############################
## REGULAR EXPRESSIONS #####
############################

# Come back to this lecture later on if you are ready to get started with Django!

# Regular expressions are text matching patterns described with a formal syntax.
# You'll often hear regular expressions referred to as 'regex' or 'regexp' in
# conversation. Regular expressions can include a variety of rules, from finding
# repetition, to text-matching, and much more. As you advance in Python you'll
# see that a lot of your parsing problems can be solved with regular expressions

# If you're familiar with Perl, you'll notice that the syntax for regular
# expressions are very similar in Python. We will be using the re module with
# Python for this lecture.
#
# Also check out: http://regexcheatsheet.com/
#
# Let's get started!

######################################
### Searching for Patterns in Text ###
######################################
# One of the most common uses for the re module is for finding patterns in text.
# Let's do a quick example of using the search method in the re module to find
# some text:

import re

# List of patterns to search for
patterns = [ 'term1', 'term2' ]

# Text to parse
text = 'This is a string with term1, but it does not have the other term.'

for pattern in patterns:
    print 'Searching for "%s" in: \n"%s"' % (pattern, text),

    #Check for match
    if re.search(pattern,  text):
        print '\n'
        print 'Match was found. \n'
    else:
        print '\n'
        print 'No Match was found.\n'


# Now we've seen that re.search() will take the pattern, scan the text, and then
# returns a Match object. If no pattern is found, a None is returned.
# To give a clearer picture of this match object, check out the code below:


# List of patterns to search for
pattern = 'term1'

# Text to parse
text = 'This is a string with term1, but it does not have the other term.'

match = re.search(pattern,  text)

type(match)


# This Match object returned by the search() method is more than just a Boolean
# or None, it contains information about the match, including the original input
# string, the regular expression that was used, and the location of the match.
# Let's see the methods we can use on the match object:

# Show start of match
match.start()

# Show end
match.end()

#######################################
#### Split with regular expressions ###
#######################################

# Let's see how we can split with the re syntax. This should look similar to how
# you used the split() method with strings.

# Term to split on
split_term = '@'

phrase = 'What is the domain name of someone with the email: hello@gmail.com'

# Split the phrase
re.split(split_term,phrase)


# Note how re.split() returns a list with the term to spit on removed and the
# terms in the list are a split up version of the string. Create a couple of
# more examples for yourself to make sure you understand!
#

############################################
### Finding all instances of a pattern #####
############################################

# You can use re.findall() to find all the instances of a pattern in a string.
# For example:

# Returns a list of all matches
re.findall('match','test phrase match is in middle')
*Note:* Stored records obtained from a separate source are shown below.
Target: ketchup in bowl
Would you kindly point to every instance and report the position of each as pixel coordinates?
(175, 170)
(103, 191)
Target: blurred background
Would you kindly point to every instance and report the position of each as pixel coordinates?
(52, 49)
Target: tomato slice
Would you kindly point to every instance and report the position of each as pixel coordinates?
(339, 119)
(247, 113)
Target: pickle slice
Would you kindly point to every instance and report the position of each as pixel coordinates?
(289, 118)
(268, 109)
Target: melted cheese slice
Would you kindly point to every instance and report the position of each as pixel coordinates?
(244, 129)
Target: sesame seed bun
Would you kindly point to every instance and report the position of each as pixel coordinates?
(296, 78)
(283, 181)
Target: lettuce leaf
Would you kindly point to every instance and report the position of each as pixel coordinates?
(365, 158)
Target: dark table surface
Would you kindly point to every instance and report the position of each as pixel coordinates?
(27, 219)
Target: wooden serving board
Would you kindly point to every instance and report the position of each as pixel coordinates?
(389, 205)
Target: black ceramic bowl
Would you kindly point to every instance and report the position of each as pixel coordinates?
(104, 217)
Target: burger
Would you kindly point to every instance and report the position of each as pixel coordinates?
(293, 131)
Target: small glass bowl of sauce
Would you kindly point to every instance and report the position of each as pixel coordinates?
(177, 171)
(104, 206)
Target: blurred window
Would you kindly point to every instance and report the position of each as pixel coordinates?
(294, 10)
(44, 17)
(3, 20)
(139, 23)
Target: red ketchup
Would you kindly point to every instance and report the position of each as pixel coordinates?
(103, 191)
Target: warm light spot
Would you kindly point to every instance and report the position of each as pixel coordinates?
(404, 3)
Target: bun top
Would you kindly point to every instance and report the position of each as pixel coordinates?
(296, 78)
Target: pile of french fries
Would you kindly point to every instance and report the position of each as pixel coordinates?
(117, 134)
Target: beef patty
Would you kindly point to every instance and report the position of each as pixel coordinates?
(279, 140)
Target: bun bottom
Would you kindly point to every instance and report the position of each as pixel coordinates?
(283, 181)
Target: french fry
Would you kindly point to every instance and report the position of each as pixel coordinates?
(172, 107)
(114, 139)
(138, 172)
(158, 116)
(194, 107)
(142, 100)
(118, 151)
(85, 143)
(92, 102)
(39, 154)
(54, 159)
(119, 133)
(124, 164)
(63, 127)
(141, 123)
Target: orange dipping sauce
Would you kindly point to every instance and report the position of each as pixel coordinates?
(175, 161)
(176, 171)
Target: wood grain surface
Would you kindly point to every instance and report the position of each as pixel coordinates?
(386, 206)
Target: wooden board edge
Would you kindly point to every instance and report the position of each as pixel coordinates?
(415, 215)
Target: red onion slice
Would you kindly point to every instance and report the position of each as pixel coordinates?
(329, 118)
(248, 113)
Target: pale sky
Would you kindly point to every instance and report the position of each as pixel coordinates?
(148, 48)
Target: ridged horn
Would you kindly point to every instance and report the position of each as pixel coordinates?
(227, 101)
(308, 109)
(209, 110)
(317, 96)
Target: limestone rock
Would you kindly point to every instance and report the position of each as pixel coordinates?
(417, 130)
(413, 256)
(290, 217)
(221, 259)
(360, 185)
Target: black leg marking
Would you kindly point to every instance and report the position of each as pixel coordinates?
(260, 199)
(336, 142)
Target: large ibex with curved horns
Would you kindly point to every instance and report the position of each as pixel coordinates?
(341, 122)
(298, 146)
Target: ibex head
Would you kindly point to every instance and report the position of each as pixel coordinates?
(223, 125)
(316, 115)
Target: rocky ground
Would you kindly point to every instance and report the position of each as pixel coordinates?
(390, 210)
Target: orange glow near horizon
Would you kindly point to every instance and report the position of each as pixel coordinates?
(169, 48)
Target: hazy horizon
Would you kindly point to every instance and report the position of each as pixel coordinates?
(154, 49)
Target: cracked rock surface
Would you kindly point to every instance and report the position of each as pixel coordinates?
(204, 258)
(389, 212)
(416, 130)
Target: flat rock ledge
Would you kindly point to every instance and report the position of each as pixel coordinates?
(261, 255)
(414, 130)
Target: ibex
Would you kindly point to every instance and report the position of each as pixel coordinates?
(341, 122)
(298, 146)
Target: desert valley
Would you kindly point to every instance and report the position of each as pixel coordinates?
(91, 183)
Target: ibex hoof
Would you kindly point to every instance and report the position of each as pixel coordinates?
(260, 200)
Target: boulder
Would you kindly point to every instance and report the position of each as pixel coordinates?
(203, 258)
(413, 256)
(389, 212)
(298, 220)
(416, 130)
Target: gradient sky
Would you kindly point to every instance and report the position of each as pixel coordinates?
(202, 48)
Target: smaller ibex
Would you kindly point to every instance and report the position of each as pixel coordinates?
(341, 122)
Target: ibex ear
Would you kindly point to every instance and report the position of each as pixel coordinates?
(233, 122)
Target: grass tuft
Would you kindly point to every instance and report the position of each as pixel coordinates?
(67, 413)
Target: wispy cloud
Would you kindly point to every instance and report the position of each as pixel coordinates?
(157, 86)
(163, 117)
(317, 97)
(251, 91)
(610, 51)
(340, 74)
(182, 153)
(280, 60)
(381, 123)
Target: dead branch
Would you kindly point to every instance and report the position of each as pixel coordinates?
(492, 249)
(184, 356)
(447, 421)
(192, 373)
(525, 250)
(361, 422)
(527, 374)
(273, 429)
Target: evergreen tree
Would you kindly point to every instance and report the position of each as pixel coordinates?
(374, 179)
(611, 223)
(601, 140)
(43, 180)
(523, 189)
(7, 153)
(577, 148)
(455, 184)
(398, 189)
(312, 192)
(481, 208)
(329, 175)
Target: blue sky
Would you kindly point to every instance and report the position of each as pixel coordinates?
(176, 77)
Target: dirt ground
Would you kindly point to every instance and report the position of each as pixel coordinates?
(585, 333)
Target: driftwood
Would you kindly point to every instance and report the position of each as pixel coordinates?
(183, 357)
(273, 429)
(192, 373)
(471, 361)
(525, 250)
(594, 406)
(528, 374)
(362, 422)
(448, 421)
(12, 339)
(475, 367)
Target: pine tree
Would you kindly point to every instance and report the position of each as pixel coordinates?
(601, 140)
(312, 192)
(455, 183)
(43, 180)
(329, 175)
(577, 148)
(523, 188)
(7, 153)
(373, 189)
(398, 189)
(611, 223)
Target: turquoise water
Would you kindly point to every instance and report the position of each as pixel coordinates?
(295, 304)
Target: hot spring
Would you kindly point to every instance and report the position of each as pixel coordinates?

############################
### Pattern re Syntax ######
############################

# This will be the bulk of this lecture on using re with Python. Regular
# expressions supports a huge variety of patterns the just simply finding
# where a single string occurred.
#
# We can use *metacharacters* along with re to find specific types of patterns.
#
# Since we will be testing multiple re syntax forms, let's create a function
# that will print out results given a list of various regular expressions and
# a phrase to parse:


def multi_re_find(patterns,phrase):
    '''
    Takes in a list of regex patterns
    Prints a list of all matches
    '''
    for pattern in patterns:
        print 'Searching the phrase using the re check: %r' %pattern
        print re.findall(pattern,phrase)
        print '\n'

##########################
### Repetition Syntax ####
##########################

# There are five ways to express repetition in a pattern:
#
#     1.) A pattern followed by the meta-character * is repeated zero or more times.
#     2.) Replace the * with + and the pattern must appear at least once.
#     3.) Using ? means the pattern appears zero or one time.
#     4.) For a specific number of occurrences, use {m} after the pattern, where
#         m is replaced with the number of times the pattern should repeat.
#     5.) Use {m,n} where m is the minimum number of repetitions and n is the
#         maximum. Leaving out n ({m,}) means the value appears at least m times,
#         with no maximum.
#
# Now we will see an example of each of these using our multi_re_find function:


test_phrase = 'sdsd..sssddd...sdddsddd...dsds...dsssss...sdddd'

test_patterns = [ 'sd*',     # s followed by zero or more d's
                'sd+',          # s followed by one or more d's
                'sd?',          # s followed by zero or one d's
                'sd{3}',        # s followed by three d's
                'sd{2,3}',      # s followed by two to three d's
                ]

multi_re_find(test_patterns,test_phrase)

#############################
### Character Sets ##########
#############################

# Character sets are used when you wish to match any one of a group of
# characters at a point in the input. Brackets are used to construct character
# set inputs. For example: the input [ab] searches for occurrences of either a or b.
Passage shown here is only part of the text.